People planning to start their own business, and in fact many small business owners, think that they need to do 'everything all the time'. They think it's more cost effective and efficient to be the accountant, business planner, engineer, IT specialist, HR lawyer, bookkeeper and motivational leader. And what happens? Mistakes, inefficiencies and deteriorating customer service. It's neither possible or practical to try to do it all.
So how do you decide what you should do, and how to buy or delegate the tasks you shouldn't be doing? These Rules and Tools will give you a start:
Rule Number 1: Do what you love. The early days of a new business is almost always a labour of love. If you don't love it, you won't want to invest the time and effort needed to make it a success. So the jobs you keep for yourself are the ones that get you inspired. However, there's a qualification: if you love it but you're not good at it - forget it - you will only succeed if you're better than your competitors.
Rule Number 2: Keep your customers close. Many people with great business ideas are not good at sales and marketing. So they hire sales people, and those are the people who build relationships with your customers. The risk is that staff hold your most important relationships entirely in their control. If they leave (or take your idea and run away with it), the customer trust follows them. So it's a good rule to manage your key customer relationships yourself. However if your social skills make Sheldon look like a PR expert... well this is where tools might be handy.
Rule Number 3: Focus on adding value. Keep asking yourself "Am I the best person for this job?". Even though you might enjoy a mundane task identified in Rule 1 (such as tidying the office, or doing research) you should be continually looking for ways to systematise, or hire cheaper help to do these things. Your role is to develop the business idea, identify and improve systems and efficiencies, and to oversee strategy and finance. As the business grows, everything else (including systems and efficiencies) can be done by someone who is paid less and is more skilled than you.
"Nice theory!" I hear you say, "There's only me and I'm already overworked". OK, so what tools can help?
1. Keep track of time: Use coding on tasks in your online calendar so you know how much effort is going into each task. Then you'll know how much time you need to 'buy' from other people to do the same work. For example, you might find that you spend 8 hours a week on bookkeeping. A good bookkeeper could probably do this in half the time and it might only cost you a couple of hundred dollars. That gives you more time to work on the business, or to have Sundays off so you are refreshed and ready to go each week.
2. Love your customers: What's the best way of showing love? Communication. Remember I spoke about tools for overcoming Sheldon-like social skills? (It works for everyone else too.)

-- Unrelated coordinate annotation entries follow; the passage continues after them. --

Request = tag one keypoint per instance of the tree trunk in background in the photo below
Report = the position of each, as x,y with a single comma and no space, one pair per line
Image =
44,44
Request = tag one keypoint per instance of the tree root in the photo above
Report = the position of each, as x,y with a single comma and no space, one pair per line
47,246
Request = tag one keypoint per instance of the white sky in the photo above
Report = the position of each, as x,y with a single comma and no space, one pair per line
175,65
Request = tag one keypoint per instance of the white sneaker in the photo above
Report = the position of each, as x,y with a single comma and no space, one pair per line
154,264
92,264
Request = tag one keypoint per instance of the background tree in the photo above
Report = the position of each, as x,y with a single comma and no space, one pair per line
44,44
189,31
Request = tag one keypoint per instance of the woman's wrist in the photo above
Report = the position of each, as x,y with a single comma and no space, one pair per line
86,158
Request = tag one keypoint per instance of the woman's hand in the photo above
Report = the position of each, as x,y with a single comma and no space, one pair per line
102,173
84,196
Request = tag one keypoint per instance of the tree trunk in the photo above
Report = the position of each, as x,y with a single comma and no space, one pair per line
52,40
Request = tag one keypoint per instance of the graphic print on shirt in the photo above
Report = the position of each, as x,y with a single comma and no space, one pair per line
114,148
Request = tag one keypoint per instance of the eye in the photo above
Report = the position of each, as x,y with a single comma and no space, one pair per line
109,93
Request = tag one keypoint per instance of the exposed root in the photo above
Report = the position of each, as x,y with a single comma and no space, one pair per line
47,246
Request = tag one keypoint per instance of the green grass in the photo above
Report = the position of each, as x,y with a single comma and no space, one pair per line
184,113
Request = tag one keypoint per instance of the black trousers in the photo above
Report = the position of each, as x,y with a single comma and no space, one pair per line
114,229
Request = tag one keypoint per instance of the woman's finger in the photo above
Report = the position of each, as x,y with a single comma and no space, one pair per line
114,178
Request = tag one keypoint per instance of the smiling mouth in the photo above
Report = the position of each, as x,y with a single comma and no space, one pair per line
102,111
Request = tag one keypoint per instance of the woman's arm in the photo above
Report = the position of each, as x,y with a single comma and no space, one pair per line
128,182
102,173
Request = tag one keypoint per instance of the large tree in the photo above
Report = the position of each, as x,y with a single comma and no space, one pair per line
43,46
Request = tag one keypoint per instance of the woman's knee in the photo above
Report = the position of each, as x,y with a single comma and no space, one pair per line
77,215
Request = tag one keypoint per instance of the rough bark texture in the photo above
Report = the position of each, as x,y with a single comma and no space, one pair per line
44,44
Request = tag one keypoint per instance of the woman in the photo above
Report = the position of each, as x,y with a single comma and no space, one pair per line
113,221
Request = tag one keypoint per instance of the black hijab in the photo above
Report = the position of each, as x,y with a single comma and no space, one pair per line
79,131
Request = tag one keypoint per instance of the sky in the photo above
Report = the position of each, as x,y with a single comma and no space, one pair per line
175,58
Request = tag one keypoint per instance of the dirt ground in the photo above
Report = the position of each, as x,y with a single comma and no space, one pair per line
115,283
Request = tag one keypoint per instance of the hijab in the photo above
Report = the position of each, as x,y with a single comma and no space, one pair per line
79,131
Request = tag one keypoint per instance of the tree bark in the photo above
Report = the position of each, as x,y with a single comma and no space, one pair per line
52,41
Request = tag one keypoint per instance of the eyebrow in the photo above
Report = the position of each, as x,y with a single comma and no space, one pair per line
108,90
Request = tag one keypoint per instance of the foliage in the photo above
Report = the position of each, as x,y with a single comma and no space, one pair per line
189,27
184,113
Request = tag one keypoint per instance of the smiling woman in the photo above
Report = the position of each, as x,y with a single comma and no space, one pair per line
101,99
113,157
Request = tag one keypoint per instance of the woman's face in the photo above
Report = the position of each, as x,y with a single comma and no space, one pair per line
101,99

The answer: Customer Relationship Management (CRM) software. Not only can you schedule when you need to talk to people, automated systems can do the work for you - generating emails, text messages and social media posts.
Have you ever bought something from e-Bay? If so, think about how many communication points they use: questions to the seller, comments on the seller, notification that your payment has been received, notification that the seller has received the order, notification that your order has been shipped, and then (if the seller is good) a nice little note in the package to say thanks. That's six opportunities to build the relationship, and none of them require face-to-face communication. Now think about how customers 'order' in your business - are they feeling the love?

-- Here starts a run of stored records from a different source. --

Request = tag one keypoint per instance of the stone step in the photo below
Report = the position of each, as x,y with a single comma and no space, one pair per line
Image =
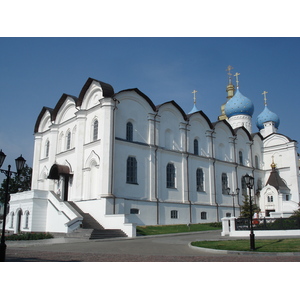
92,229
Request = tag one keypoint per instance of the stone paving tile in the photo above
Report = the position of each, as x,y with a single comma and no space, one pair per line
18,255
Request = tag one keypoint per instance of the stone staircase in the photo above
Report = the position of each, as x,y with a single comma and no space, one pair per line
90,227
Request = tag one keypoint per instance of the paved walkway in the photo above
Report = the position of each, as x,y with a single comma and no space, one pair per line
160,248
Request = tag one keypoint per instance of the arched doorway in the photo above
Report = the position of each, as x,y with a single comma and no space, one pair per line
61,173
19,221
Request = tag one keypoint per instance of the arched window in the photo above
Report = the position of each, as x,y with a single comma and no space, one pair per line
47,148
200,180
129,132
95,130
256,162
26,220
244,186
196,147
12,215
241,160
131,176
174,214
224,183
171,175
68,140
203,215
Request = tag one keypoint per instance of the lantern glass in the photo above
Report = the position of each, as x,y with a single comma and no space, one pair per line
20,162
2,158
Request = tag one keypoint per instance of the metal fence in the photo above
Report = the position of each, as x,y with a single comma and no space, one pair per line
268,224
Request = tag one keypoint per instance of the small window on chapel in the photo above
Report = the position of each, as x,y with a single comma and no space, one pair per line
134,211
174,214
129,132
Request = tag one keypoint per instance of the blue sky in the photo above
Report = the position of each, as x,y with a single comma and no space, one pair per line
35,72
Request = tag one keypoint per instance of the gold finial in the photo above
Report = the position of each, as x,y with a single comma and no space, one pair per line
194,92
229,68
265,97
237,78
273,165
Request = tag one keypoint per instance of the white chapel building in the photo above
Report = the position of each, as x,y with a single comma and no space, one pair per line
126,161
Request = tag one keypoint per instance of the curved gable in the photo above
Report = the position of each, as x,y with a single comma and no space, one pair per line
202,115
44,117
276,139
91,87
225,125
138,92
175,105
65,108
244,131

3.Manage the money: A business without a good financial system is just an expensive hobby. You don't need to invest a lot of money, but you need to know, every week, how your finances are tracking. There are some very good, low cost tools (the image here is from Xero, but there are many others) that are easy to use - and can be delegated to your bookkeeper (see Tool #1).
4.Have a plan and stick to it: The old adage "if you don't have a plan, you plan to fail" is very true. One of the biggest dangers in a new business is when the owners have a 'scattergun' approach, jumping at every new opportunity because it looks good.

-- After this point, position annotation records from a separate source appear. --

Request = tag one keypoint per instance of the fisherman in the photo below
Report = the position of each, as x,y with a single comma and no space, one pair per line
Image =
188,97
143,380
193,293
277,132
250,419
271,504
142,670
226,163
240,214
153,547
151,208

While there's an element of trial and error in business, it's far more important that you know where you're heading and how you're going to get there. That way you only jump at the opportunities that support your plan, and you don't waste valuable time and effort on things that will take you in the wrong direction.
5.Anywhere, anytime: Storing your files, contacts, emails and notes in cloud-based systems means you can access them at any time, anywhere. While this might not sound too attractive in terms of work/life balance, it means that - provided you maintain a good password system - you can access your vital business information on any device, anytime. So there's no downtime when changing equipment, and you can work when it suits you.
Cloud-based tools are generally inexpensive and flexible. While we should always recognise the potential risk of having our data held by others, the low cost, reliability and security of these systems - and the increasing availability of the internet in all corners of the globe - mean that there's a cloud based system for most business applications. Compared to doing business a decade ago, when software was expensive and site-bound, the contemporary business owner has better tools at their disposal - so they can focus on growing the business.
So you can have 'everything all the time' but you don't need to live in the fast lane to make it work.